During the course of obesity, MC4R-KO mice developed a number of CLS in the adipose tissue. We found bizarre microstructures in livers from MC4R-KO mice, which are very similar to CLS in obese adipose tissue [7]. We have called them “hepatic crown-like structures” (hCLS), where macrophages aggregate to surround hepatocytes with large lipid droplets. Although there was no significant difference in the number of F4/80-positive macrophages between the genotypes, the number of hCLS was increased in MC4R-KO mice relative to wild-type mice, suggesting that the distribution of macrophages was altered in the livers from MC4R-KO mice. Importantly, there was a significant correlation between the number of hCLS and the extent of liver fibrosis. These observations, taken together, suggest that hCLS rather than macrophages themselves are associated with the development of liver fibrosis during the progression from simple steatosis to NASH.

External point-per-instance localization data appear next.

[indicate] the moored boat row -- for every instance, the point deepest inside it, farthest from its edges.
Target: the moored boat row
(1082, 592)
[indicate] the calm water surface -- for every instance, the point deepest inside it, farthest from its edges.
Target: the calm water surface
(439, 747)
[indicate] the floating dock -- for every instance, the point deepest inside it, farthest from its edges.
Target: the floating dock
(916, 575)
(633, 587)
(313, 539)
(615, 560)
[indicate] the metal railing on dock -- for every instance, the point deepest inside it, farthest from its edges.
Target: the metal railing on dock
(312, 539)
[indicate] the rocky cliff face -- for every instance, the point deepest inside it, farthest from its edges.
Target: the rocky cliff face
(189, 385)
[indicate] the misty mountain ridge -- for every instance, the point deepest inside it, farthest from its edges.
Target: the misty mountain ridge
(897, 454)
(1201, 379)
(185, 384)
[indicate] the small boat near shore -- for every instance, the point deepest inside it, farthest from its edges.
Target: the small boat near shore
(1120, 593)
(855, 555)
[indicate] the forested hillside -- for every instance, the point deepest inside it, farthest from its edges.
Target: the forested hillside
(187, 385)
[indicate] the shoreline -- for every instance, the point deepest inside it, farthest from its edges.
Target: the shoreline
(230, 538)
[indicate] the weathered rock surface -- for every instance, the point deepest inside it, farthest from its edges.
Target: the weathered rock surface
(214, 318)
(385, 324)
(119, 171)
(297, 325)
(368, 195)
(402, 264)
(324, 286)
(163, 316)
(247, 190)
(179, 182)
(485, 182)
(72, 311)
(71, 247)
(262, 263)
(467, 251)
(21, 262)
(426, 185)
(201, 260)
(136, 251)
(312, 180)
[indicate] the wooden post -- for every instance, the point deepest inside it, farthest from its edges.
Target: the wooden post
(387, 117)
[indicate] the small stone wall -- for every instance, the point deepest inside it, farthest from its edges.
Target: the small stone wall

To further explore the functional significance of hCLS in the development of liver fibrosis, we depleted macrophages in livers from MC4R-KO mice by the clodronate liposome method. In MC4R-KO mice, macrophages scattered in the liver were effectively depleted, although those in hCLS appeared to be intact. Accordingly, treatment with clodronate liposome significantly reduced the F4/80-positive areas in the liver from MC4R-KO mice. However, there was no significant change in the numbers of hCLS and αSMA-positive cells after the treatment. In this setting, treatment with clodronate liposome resulted in a significant reduction of expression of inflammatory and fibrogenic genes in the liver from wild-type mice. By contrast, in MC4R-KO mice, there was no significant change in the gene expression after the treatment. These observations suggest that hCLS macrophages are resistant to the treatment and that hCLS is functionally associated with hepatic inflammation and fibrosis in NASH liver. Immunofluorescence and electron microscopy analyses revealed that hCLS is composed of CD11c-positive macrophages and dead parenchymal hepatocytes with large lipid droplets, and is spatially associated with αSMA-positive activated stellate cells and collagen deposition, which support the notion that hCLS is involved in the development of hepatic inflammation and fibrosis.
We also found that hCLS occurs in patients with NASH or even in those with simple steatosis in proportion to the extent of liver fibrosis. Importantly, there was no such increase in hCLS in patients with chronic viral hepatitis, suggesting that hCLS is rather specific to metabolic liver diseases.
Figure 1 illustrates the role of hCLS in the pathogenesis of NASH. Increased flux of free fatty acids from visceral adipose tissue to the liver via the portal vein as a result of adipose tissue inflammation can cause simple steatosis. Parenchymal hepatocytes that are being overloaded with lipid and are thus dead or dying are surrounded by macrophages to form hCLS in the fatty liver. In the NASH liver, macrophages can interact with and engulf dead hepatocytes within hCLS, thereby activating fibrogenic cells to stimulate hepatic fibrosis as an adaptive repair response to tissue injury. It is, therefore, likely that hCLS serves as an origin of hepatic inflammation and fibrosis during the progression from simple steatosis to NASH [7].